Im Baufeld B sollen Kindertagesstätte, Grundschulgebäude, Realschulgebäude, das Studienhaus sowie das Mensa- und Ateliergebäude im IV. Quartal 2019 fertiggestellt sein.
Auch energetisch wird vielfältig und trotzdem einheitlich gedacht: Grundschulgebäude, Studienhaus, Realschulgebäude und Kita erhalten einen gemeinsamen, klimaschonenden Fernwärmeanschluss. Die Kosten für das gesamte Baufeld B einschließlich Mensa und Ateliergebäude in der Vogteistraße liegen aktuell bei 40,6 Millionen Euro plus weitere 456.000 Euro, die für vorgezogene Instandhaltungsmaßnahmen investiert werden.

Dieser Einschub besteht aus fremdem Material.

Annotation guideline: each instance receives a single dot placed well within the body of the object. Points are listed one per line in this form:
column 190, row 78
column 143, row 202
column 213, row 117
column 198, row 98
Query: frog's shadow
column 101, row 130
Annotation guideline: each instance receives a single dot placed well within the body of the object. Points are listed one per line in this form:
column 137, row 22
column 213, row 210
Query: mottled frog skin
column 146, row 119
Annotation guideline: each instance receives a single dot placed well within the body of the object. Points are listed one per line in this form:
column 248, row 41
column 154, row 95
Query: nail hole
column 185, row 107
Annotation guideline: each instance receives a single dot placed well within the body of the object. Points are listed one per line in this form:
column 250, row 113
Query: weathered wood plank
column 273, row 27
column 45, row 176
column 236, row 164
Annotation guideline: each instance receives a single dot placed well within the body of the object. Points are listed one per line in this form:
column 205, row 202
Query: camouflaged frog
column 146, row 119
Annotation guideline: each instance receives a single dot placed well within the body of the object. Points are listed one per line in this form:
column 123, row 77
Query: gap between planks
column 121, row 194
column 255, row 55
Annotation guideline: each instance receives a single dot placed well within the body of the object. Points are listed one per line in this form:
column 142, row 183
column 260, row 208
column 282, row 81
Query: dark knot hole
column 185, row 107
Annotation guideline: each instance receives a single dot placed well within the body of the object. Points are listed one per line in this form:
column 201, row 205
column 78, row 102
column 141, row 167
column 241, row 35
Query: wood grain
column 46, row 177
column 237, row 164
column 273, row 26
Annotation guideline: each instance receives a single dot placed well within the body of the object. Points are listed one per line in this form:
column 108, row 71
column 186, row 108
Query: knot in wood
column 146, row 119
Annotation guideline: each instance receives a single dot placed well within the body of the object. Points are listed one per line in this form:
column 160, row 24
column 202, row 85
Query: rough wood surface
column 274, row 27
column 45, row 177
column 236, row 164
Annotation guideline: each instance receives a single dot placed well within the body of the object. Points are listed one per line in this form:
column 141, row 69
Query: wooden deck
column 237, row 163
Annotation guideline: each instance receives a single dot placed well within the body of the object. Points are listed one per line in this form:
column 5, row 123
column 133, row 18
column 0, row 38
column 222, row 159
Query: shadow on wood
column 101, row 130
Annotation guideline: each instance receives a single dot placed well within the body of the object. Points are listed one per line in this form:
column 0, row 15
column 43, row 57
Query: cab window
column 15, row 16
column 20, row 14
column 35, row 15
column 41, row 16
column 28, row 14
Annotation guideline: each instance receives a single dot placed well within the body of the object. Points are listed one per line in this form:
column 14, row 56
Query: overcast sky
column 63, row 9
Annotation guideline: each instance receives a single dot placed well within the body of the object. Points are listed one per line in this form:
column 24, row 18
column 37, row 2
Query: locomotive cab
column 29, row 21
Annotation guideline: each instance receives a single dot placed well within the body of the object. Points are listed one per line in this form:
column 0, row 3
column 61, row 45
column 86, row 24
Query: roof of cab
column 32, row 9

Für einen Bildungsverbund von insgesamt acht Einrichtungen in städtischer und freier Trägerschaft entstehen - im baulichen wie im pädagogischen Sinne - ganz neue Räume, die lebensnahes, verantwortungsvolles und inklusiv angelegtes Lehren und Lernen ermöglichen. Für Köln ist die BAN ein Pilotprojekt, auf dessen Basis das Amt für Schulentwicklung einen allgemeinen Rahmen für den Kölner Schulbau verabschiedet hat. Der Grundgedanke: Schule verabschiedet sich von dem Bild der »Lernanstalt« und wird zur »Lernlandschaft«, in der auch Freizeitanteile nicht zu kurz kommen. Baulich war hier der Wunsch, einen Wechsel zwischen verschiedenen Gruppen- und Lernformen und damit auch zwischen selbst- und fremdbestimmter Zeit umzusetzen.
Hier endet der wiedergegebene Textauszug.